PEMERINTAH DAERAH (PROPINSI)
  1. Pemerintah Provinsi dan DPRP tidak segera menetapkan Perdasi dan Perdasus selama 7 Tahun Pelaksanaan Otsus Papua, kecuali Perdasi pembagian Dana Otsus, Pembentukan MRP dan Sekretariat MRP dan Perdasus pembagian dana Dana Otsus ( yang tidak berfungsi sejak ditetapkan oleh DPRP ). Baru tahun 7 pelaksanaan Otsus ditetapkan 8 Perdasus pada September, Oktober, dan November tahun 2008 dan sejumlah Perdasi namun semua perdasi dan perdasus tersebut belum dipergunakan dalam pengelolaan pemerintahan dan pembagunan, sesuai amanat Otsus pada Pasal 75.
  2. Tidak terbentuknya Komisi Kebenaran dan Rekonsiliasi ( KKR ) dan pengadilan HAM di Tanah Papua sesuai amanat UU No. 21 Tahun 2001 Pasal 45 dan 46 pemerintah belum menyentuhnya.
  3. Belum ditetapkan kebijakan khusus dalam rangka melaksanakan kewenangan khusud untuk kepebrpihakan, perlindungan dan pemberdayaan terhadap orang asli Papua, sebagaiman yang diamanatkan dalam pasal 4 ( ayat 2 ), UU No. 21 Tahun 2001.
  4. Pemerintah Provinsi lalai membentuk Komisi hukum Ad Hock, yang bertugas melakukan sinkronisasi semua peraturan perundangan harus menyesuaikan dengan UU Otsus, sesuai pasal 32 ayat (1) dan ( 2).
  5. Pemerintah Provinsi lalai membentuk partai politik Lokal, sesuai pasal 28 UU Otsus Papua.
  6. Pemerintah daerah lalai membentuk perdasus tentang lambing dan symbol – symbol cultural, pada pasal 2 UU Otsus.
  7. Perubahan nomenkaltur DPRD menjadi DPRP sesuai amanat UU Otsus, abru terjadi pada tanggal 22 Juni 2005 yang diputuskan dalam rapat paripurna DPRD Provinsi Papua No.08/2005, berdasarkan persetujuan Mendagri berdasarkan surat edaran Mendagri No. 161.81/1034/SG, tanggal 3 Mei 2005.
  8. Pemerintah Provinsi gagal membentuk Peradilan Adat di Papua, Pasal 50 ayat (2).
  9. Pembentukan Majelis Rakyat Papua, baru dapat dilakukan berdasarkan keputusan DPRP, melalui perdasi No.4 Tahun 2005 tentang Tata Cara Pemilihan Anggota MRP, yang dikeluarkan pada tanggal 18 Juli 2005.
  10. Pemerintah Provinsi gagal membentuk perdasi tentang Pembinaan, Pengawasan dan Pengendalian terhadap pertumbuhan penduduk di Provinsi Papua, sesuai pasal 61, ayat (1) UU Otsus Papua.
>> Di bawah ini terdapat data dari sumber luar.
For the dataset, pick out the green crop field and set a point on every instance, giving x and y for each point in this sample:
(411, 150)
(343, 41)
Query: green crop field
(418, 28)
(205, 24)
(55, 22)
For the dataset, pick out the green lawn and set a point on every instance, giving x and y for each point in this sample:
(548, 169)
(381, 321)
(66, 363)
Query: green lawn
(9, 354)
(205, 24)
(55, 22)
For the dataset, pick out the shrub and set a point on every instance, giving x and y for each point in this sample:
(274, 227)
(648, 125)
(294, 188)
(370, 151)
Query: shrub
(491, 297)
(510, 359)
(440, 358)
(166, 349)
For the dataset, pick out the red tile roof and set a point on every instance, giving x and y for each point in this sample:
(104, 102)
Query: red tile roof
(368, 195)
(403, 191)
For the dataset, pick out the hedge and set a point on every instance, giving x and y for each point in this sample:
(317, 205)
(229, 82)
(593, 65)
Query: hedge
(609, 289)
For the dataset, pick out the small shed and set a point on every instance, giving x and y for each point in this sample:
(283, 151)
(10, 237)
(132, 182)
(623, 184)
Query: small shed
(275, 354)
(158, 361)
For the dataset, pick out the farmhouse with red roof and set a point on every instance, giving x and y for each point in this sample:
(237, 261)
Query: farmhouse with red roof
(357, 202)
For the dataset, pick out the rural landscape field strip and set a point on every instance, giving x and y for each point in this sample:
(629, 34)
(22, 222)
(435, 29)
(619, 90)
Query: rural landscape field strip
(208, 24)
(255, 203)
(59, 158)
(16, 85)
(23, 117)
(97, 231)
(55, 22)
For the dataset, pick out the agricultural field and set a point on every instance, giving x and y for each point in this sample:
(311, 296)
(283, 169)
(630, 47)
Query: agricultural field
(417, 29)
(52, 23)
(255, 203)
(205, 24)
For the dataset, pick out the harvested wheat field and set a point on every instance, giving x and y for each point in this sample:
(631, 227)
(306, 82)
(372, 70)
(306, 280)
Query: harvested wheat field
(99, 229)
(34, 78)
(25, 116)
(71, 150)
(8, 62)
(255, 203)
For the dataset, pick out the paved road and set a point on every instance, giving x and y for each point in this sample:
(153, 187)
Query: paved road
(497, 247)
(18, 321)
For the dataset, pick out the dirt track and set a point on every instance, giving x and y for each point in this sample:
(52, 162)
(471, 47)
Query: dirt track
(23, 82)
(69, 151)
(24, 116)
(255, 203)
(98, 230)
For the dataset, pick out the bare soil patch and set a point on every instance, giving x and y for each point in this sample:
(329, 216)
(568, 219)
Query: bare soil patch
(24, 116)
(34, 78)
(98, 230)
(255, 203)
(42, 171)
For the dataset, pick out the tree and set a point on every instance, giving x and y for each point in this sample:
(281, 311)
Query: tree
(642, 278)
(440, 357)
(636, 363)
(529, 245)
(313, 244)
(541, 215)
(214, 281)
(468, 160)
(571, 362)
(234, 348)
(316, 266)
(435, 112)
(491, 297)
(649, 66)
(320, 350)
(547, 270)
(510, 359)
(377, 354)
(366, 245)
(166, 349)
Malahan, Pemerintah Provinsi Papua Barat melakukan kerjasama Pemerintah Provinsi Jawa Barat terkait penempatan transmigrasi ( Rabu, 10 Februari 2010 vivanews).
  11. Pemerintah Provinsi lalai membina, melindungi hak – hak masyarakat Papua secara bermartabat sebagai mitra Pemerintah, sesuai Pasal 47.
  12. Pemerintah provinsi Papua gagal bahkan tidak melakukan evaluasi menyeluruh terhadap implementasi UU Otsus Papua selama kurang lebih 10 tahun ini.
  13. Rekruitmen calon Pengawai Negeri Sipil di Provinsi dan Kab/Kota belum di prioritaskan terhadap orang Asli Papua, sebagaiman diamanatkan dalm Pasal 62, UU Otsus Papua, tetapi semakin dibanjiri dan penuhi oleh orang – orang non Papua yang tidak jelas latar belakang hidupnya. Orang Papua sendiri tersingkir diatas kampong dan tanah warisan leluhurnya sendiri.
  14. Pemerintah Provinsi gagal dan lalai melakukan perlindungan terhadap pelaku bisnis orang Asli Papua sesuai mandate Otsus Papua.
  15. Pemerintah Provinsi tidak melakukan Restrukturisasi, Refungsionalisasi, dan Revitalisasi sesuai UU Otsus Papua.
  16. Pemerintah Provinsi melakukan manajemen Pemerintahan yang tidak optimal dalam ( Kepemimpinan, Perencanaan, Implementasi )
Melihat kajian tersebut, dapat disimpulkan bahwa Pemerintah (baik pusat maupun daerah) gagal dalam melaksanakan UU No. 21 Tahun 2001. Pelaksanaannya dalam 10 tahun ini dianggap tidak mampu mengubah kehidupan Papua secara berarti. Dana Otsus yang selama ini dikucurkan bermilyar-milyar hanya sebagai substansi Otsus, bukan dipakai sebagaimana sudah diatur selanjutnya di perdasus dan perdasi. Untuk itu perlu ada gerakan bersama antara pemerintah pusat dengan daerah beserta rakyat Papua agar Otonomi Khusus tersebut berjalan sukses.



PENUTUP

Dari penjelasan tentang apa yang membuat gerakan separatisme di Papua awet dan semakin brutal, dapat diambil kesimpulan bahwa yang mendasari konflik papua belum berakhir ada empat, yakni:
  • Masalah sejarah integrasi politik Papua ke Indonesia.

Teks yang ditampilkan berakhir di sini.